FILME ALS ANLIEGEN
Von Gott geschenktes Leben
"Sterbehilfe ist nicht Erlösung des anderen, sondern Erlösung vom anderen, weil
man das Leben des anderen nicht mehr ertragen kann." So tippt es der schwer
sprach- und körperbehinderte Fredi Saal in dem Film aus der Reihe "Gott und die Welt" auf seiner Schreibmaschine.
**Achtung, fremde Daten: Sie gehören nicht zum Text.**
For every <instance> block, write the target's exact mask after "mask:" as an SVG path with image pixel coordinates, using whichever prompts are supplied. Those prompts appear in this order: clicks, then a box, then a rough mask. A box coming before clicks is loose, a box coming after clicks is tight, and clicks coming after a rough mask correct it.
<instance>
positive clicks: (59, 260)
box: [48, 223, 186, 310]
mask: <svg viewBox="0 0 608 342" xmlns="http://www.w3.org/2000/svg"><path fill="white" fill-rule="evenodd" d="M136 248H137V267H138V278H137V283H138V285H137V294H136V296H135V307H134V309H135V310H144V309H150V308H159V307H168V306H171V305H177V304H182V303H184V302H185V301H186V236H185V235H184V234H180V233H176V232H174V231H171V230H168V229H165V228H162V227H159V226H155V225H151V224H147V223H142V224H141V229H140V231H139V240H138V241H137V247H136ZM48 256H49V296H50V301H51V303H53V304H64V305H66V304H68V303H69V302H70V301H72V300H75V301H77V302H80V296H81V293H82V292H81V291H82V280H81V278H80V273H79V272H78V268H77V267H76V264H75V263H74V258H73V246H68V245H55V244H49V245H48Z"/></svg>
Er sieht sich ebenso wie die anderen in dem
Dokumentarfilm der Filmemacher Heidi und Bernd Umbreit zu Wort kommenden
Betroffenen als "vollgültige Schöpfung an". Ob behindert oder nicht - jeder hat ein
uneingeschränktes Recht auf Leben: ob die ältere Frau, die im Film berichtet,
wie sie als Kind im Behindertenheim der Todesspritze der Nazis entging; ob die
Mutter, die erschütternd erzählt, wie sie ihr ungeborenes Kind, das Mißbildungen
aufwies, auf Druck ihrer Umgebung abtreiben ließ; oder die junge Aidskranke.
Daß dies nicht selbstverständlich ist, machten die Umbreits durch einen Hinweis
auf die liberale Gesetzgebung in den Niederlanden deutlich: Dort können Ärzte
unter bestimmten Vorraussetzungen Sterbehilfe leisten, also Menschen töten.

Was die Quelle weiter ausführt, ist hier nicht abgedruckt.